Писатель, драматург, диктор
Прощание с Солнцем
Меня сегодня решили переселить в другую палату. Неясно, хорошо или плохо это. С одной стороны, я избавился от соседства двух дедов: одного совершенно невменяемого, который валялся слева от окна, и другого – среднестатистического кретина – который спал от окна справа. Сначала мне, как самому молодому и новенькому, досталось лоховское место у двери, которую когда открывали, то хлопали мне по койке. Напротив меня лежал Саныч – крепкий мужичина, бывший офицер. С ним было иногда интересно пообщаться, но в последнее время ему стало совсем плохо, он часто терял сознание, плакал, а по ночам иногда выл. Сначала это было непривычно, и если бы деды меня не предупредили, я бы обосрался со страху. Я засыпал легко и без проблем, но от скрипа кровати все же проснулся. Такое было ощущение, что Саныч скачет на кровати, как пацан в пионерлагере. Двери у нас оставляли открытыми, и я оказался в этакой нише между стеной и дверью, и так и не смог выяснить, в чем дело.
— Щас выть начнет, — авторитетно заявил дед слева. Я не понял в чем дело, но в принципе уже был готов к чему-то нехорошему. И не зря.
— А… а… горит, горит, сука! Горит, ааа! – орал Саныч. Вдруг он громко заорал своим поставленным командирским баритоном, до бульканья в горле, и его крик трепыхался в палате, бился о мои уши, до Луны и до купола вселенной, изменяясь со стона-пения до протяжного воя.

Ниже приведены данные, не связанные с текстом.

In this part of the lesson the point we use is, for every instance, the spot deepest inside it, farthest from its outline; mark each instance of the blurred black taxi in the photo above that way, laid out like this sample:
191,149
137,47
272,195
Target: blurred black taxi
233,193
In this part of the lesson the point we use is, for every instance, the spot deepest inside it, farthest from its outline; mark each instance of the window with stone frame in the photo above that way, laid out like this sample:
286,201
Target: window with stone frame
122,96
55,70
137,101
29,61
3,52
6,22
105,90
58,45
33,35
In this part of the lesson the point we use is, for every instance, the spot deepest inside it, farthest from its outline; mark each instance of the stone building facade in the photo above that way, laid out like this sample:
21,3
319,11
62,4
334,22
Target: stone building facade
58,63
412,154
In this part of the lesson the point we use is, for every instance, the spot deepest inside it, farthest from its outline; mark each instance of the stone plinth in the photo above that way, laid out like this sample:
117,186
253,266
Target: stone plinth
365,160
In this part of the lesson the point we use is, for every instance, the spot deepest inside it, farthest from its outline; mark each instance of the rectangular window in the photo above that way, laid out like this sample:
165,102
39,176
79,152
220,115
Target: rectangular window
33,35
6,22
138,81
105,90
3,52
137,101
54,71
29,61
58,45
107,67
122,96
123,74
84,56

Привычно вбежали медсестры, стали колдовать у койки Саныча, а деды смотрели и кивали: правый мудро, но фальшиво, а левый – как игрушечная собачка с качающей башкой, которую толкнули пальцем. Было бы здорово, если бы я сел третьим, на столик, заваленный дедовскими харчами и тоже кивал, как-то по-особенному, выпятив губу, например, и закатив глаза. Но, увы, двигаться мне как-то тяжеловато, и я не смог даже дверь открыть. Так и смотрел на дедов, и на отражение белых халатов в ночном окне с тыкающими пальцами черных веток.
После этого Саныч почти перестал со мной разговаривать. Только изредка бросал сквозь зубы что-то типа:
— Вадя, щас что у нас?
На этот вопрос можно было ответить тысячей ответов, а говорить мне тоже удавалось не очень, так что я или мычал в ответ или говорил:
— Хрен его знает, вроде среда.
Выл Саныч где-то раз пять через день. Последний раз врачи крутились вокруг него совсем долго, и утром его перевезли.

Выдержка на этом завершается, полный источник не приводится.